I am looking at speed of writing to file vs a pipe. Please look at this code, which writes to a file handle unless there is a command line argument, otherwise it writes to a pipe:
#include <unistd.h>
#include <stdio.h>
#include <stdlib.h>
#include <iostream>
#include <chrono>
#include <string.h>
#include <sys/types.h>
#include <sys/stat.h>
#include <fcntl.h>
using namespace std;
void do_write(int fd)
{
const char* data = "Hello world!";
int to_write = strlen(data), total_written = 0;
int x = 0;
auto start = chrono::high_resolution_clock::now();
while (x < 50000)
{
int written = 0;
while (written != to_write)
{
written += write(fd, data + written, to_write - written);
}
total_written += written;
++x;
}
auto end = chrono::high_resolution_clock::now();
auto diff = end - start;
cout << "Total bytes written: " << total_written << " in " << chrono::duration<double, milli>(diff).count()
<< " milliseconds, " << endl;
}
int main(int argc, char *argv[])
{
//
// Write to file if we have not specified any extra argument
//
if (argc == 1)
{
{
int fd = open("test.txt", O_WRONLY | O_TRUNC | O_CREAT, 0655);
if (fd == -1) return -1;
do_write(fd);
}
return 0;
}
//
// Otherwise, write to pipe
//
int the_pipe[2];
if (pipe(the_pipe) == -1) return -1;
pid_t child = fork();
switch (child)
{
case -1:
{
return -1;
}
case 0:
{
char buf[128];
int bytes_read = 0, total_read = 0;
close(the_pipe[1]);
while (true)
{
if ((bytes_read = read(the_pipe[0], buf, 128)) == 0)
break;
total_read += bytes_read;
}
cout << "Child: Total bytes read: " << total_read << endl;
break;
}
default:
{
close(the_pipe[0]);
do_write(the_pipe[1]);
break;
}
}
return 0;
}
Here is my output:
$ time ./LinuxFlushTest pipe
Total bytes written: 600000 in 59.6544 milliseconds,
real 0m0.064s
user 0m0.020s
sys 0m0.040s
Child: Total bytes read: 600000
$ time ./LinuxFlushTest
Total bytes written: 600000 in 154.367 milliseconds,
real 0m0.159s
user 0m0.028s
sys 0m0.132s
You can see writing to the pipe is way faster than the file from both the time
output and my C++ code timing.
Now, from what I know, when we call write()

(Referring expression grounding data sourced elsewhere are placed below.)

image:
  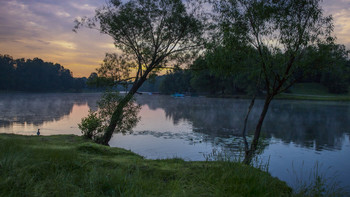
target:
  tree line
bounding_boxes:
[157,43,350,95]
[0,54,87,92]
[106,43,350,96]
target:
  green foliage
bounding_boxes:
[296,43,350,94]
[79,91,140,142]
[292,162,349,197]
[74,0,205,77]
[213,0,337,164]
[215,0,334,95]
[319,45,350,94]
[0,54,86,92]
[159,69,193,94]
[75,0,205,144]
[86,72,113,88]
[88,53,136,89]
[79,111,103,140]
[189,46,261,95]
[0,134,292,196]
[321,71,349,94]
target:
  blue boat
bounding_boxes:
[171,93,185,98]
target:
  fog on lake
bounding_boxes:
[0,93,349,190]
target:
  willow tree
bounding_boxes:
[74,0,204,145]
[215,0,334,164]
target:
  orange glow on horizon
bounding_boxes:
[0,0,349,77]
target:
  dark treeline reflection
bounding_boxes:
[0,93,99,128]
[136,95,350,151]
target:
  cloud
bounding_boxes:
[322,0,350,49]
[49,40,77,50]
[0,0,349,77]
[70,2,96,12]
[0,0,114,77]
[56,11,71,18]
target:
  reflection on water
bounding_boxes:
[0,93,349,190]
[0,93,100,135]
[133,96,350,151]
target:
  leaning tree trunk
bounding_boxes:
[243,94,274,165]
[100,76,148,146]
[242,94,257,153]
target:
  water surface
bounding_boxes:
[1,93,349,191]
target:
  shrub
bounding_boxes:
[79,91,140,142]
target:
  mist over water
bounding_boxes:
[0,93,100,135]
[0,93,349,190]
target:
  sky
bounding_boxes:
[0,0,349,77]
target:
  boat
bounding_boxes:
[171,93,185,98]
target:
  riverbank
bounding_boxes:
[202,83,350,101]
[206,93,350,101]
[275,93,350,101]
[0,134,291,196]
[276,83,350,101]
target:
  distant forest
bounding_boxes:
[154,59,350,95]
[92,50,350,96]
[93,63,350,96]
[0,54,86,92]
[86,43,350,96]
[2,48,349,94]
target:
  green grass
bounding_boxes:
[276,83,350,101]
[276,94,350,101]
[289,83,330,95]
[0,134,292,197]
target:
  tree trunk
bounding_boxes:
[243,94,273,164]
[242,94,257,152]
[99,76,148,146]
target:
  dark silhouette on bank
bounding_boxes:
[0,54,86,92]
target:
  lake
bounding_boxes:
[0,92,349,191]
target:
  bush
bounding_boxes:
[79,111,103,140]
[79,91,140,142]
[321,71,349,94]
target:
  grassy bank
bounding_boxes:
[275,94,350,101]
[208,93,350,101]
[206,83,350,101]
[0,134,291,196]
[276,83,350,101]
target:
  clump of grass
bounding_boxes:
[290,161,349,197]
[0,134,291,196]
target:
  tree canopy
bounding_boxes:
[213,0,336,163]
[215,0,334,95]
[75,0,206,145]
[75,0,205,84]
[0,54,86,92]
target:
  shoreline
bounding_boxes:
[0,134,292,196]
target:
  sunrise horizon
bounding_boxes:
[0,0,349,77]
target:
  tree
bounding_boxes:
[79,91,140,142]
[0,55,15,90]
[0,55,85,92]
[292,43,349,93]
[192,45,261,95]
[74,0,205,145]
[215,0,334,164]
[159,69,193,95]
[317,44,350,93]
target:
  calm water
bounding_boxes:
[0,93,349,191]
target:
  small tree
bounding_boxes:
[79,91,140,143]
[74,0,205,145]
[215,0,334,164]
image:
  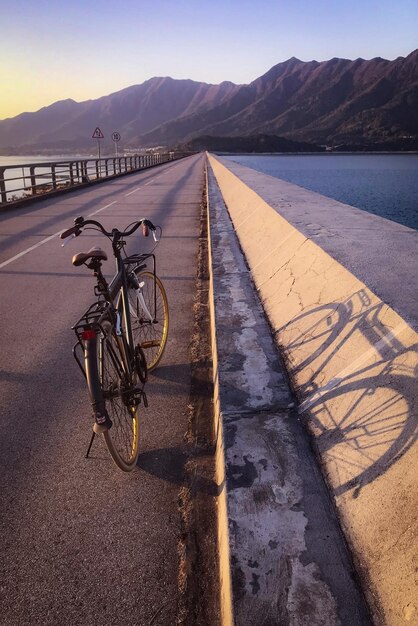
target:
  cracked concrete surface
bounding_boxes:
[207,165,371,625]
[209,154,418,625]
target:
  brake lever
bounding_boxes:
[61,233,76,247]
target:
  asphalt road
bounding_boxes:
[0,153,206,625]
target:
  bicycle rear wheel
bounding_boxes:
[99,327,140,471]
[127,269,169,371]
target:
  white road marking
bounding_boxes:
[124,178,155,197]
[125,187,142,197]
[123,160,183,197]
[0,233,60,270]
[87,200,117,216]
[0,159,183,270]
[0,201,118,270]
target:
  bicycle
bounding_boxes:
[60,215,169,471]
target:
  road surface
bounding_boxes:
[0,154,206,625]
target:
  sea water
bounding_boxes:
[225,154,418,230]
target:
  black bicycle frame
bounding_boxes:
[72,260,138,432]
[109,256,136,367]
[63,215,158,449]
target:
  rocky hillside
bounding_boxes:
[1,50,417,153]
[0,78,240,153]
[145,50,418,149]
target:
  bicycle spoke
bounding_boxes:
[128,271,168,371]
[100,333,140,470]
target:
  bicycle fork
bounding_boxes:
[127,271,154,323]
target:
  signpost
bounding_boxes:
[92,127,104,159]
[112,132,121,158]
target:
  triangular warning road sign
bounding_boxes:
[92,127,104,139]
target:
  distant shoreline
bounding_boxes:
[214,151,418,156]
[1,150,418,162]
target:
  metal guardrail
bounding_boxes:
[0,152,193,205]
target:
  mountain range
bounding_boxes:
[1,49,417,154]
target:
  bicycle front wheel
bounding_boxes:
[99,328,140,471]
[128,270,169,371]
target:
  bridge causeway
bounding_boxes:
[1,150,414,625]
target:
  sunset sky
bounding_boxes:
[1,0,417,120]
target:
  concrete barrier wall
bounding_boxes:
[208,154,418,625]
[206,168,234,626]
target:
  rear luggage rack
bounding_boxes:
[72,300,114,379]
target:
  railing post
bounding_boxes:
[0,167,6,203]
[51,165,57,190]
[96,160,99,179]
[30,166,36,194]
[69,163,74,186]
[105,159,109,177]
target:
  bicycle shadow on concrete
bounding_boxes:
[275,289,418,498]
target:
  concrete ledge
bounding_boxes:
[206,166,234,626]
[208,153,418,625]
[207,164,371,625]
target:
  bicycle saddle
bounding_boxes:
[72,247,108,267]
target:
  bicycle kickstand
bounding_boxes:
[85,431,96,458]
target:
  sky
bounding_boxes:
[1,0,417,120]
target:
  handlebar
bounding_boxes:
[61,225,81,239]
[60,216,157,241]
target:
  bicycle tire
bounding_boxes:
[126,269,169,371]
[98,325,140,471]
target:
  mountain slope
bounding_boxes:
[0,78,240,151]
[140,50,418,147]
[0,50,417,152]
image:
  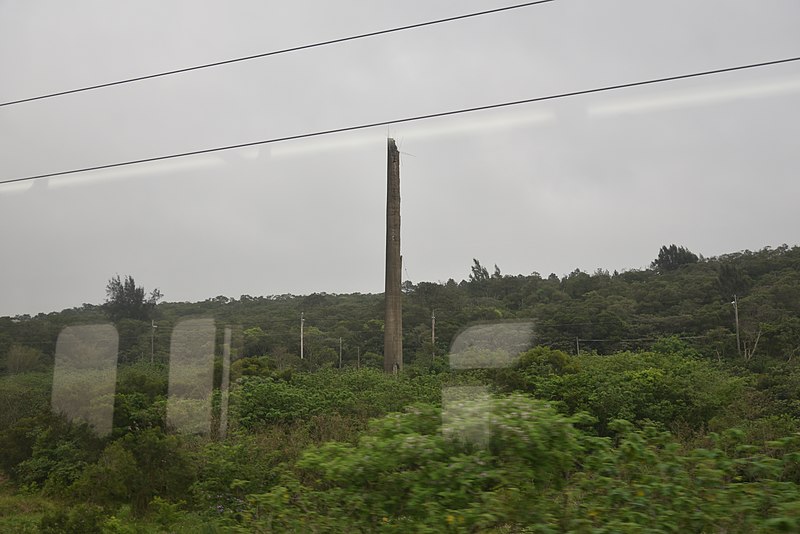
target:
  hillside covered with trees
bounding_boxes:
[1,244,799,532]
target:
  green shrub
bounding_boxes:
[232,402,800,532]
[522,350,744,433]
[72,427,196,515]
[238,394,585,531]
[231,368,448,429]
[0,480,55,534]
[4,344,43,374]
[562,422,800,532]
[111,392,166,436]
[0,372,51,431]
[39,503,106,534]
[14,416,104,495]
[190,435,281,516]
[116,361,168,399]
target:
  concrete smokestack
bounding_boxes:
[384,138,403,373]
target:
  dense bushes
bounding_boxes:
[2,345,800,531]
[506,345,744,434]
[73,427,196,514]
[0,372,50,430]
[561,423,800,532]
[14,415,104,495]
[232,368,455,429]
[234,395,800,532]
[236,395,586,532]
[2,245,800,530]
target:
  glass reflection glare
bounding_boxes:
[51,324,119,437]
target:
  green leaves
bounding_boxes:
[229,392,800,532]
[104,275,161,323]
[652,244,699,272]
[231,368,444,429]
[520,350,744,434]
[242,395,583,531]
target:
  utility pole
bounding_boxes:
[339,337,343,369]
[576,337,580,356]
[357,347,360,370]
[219,327,232,439]
[733,296,740,355]
[150,320,157,363]
[384,138,403,374]
[431,309,436,365]
[300,312,305,359]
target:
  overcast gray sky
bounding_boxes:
[1,0,799,317]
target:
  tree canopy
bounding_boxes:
[104,275,162,322]
[2,244,800,531]
[651,244,699,271]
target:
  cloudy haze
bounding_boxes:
[1,0,799,316]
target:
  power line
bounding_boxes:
[577,334,709,343]
[0,0,555,108]
[2,55,799,186]
[530,315,715,328]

the data will be copied to a kernel buffer, at which point a pdflush
style thread will actually flush it from the page cache to the underlying file. I am not forcing this flush in my code so there is no disk seeking delay.
But what I don't know (and can't seem to find out: and yes, I've looked at the kernel code but get lost in it, so no comments like "look at the code" please) is what different happens when writing to a pipe: is it not just a block of memory in the kernel somewhere that the child can read from? In that case, why is it so much faster than the basically identical process of writing to a file?